Стали подходить другие малмыжцы.
– Глянь-кось, это же Богдан, няргинский человек! В Ленинграде учился, – передавали малмыжцы друг другу.
– Смотри, какой стал, в очках, важный.
– Городской, жил в Ленинграде столько лет.
Митрофан повел Богдана домой. Надежда тоже сначала не узнала гостя, вежливо приняла его, как принимала всяких приезжих, а ездили теперь к Митрофану Колычеву многие.
– Ты что, мать, не признаешь, что ли? – усмехнулся Митрофан.
Седовласая, постаревшая Надежда как-то близоруко, с неловкостью взглянула на Богдана и покачала головой.
– Так это же Богдан.
– Богдан? Из Нярги?
Надежда всплеснула руками, прижала к груди Богдана и заплакала.
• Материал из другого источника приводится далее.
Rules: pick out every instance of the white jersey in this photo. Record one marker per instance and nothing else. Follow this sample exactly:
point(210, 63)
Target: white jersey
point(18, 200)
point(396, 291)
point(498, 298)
– Наш Ивянка тоже мог таким возвратиться…
– Мать, хватит…
Митрофан сам повез Богдана в Нярги, сам сел за весла.
– Ты теперь дянгианом будешь, нечего грести, на катере будешь разъезжать, – говорил он. Но Богдан все же уговорил его уступить весла и с удовольствием греб до Нярги. На мягких ладонях красной брусникой зардели мозоли.
– Вот контора, там Пиапон и Хорхой, кажись, это они в окно и глядят, – проговорил Митрофан, вытаскивая лодку.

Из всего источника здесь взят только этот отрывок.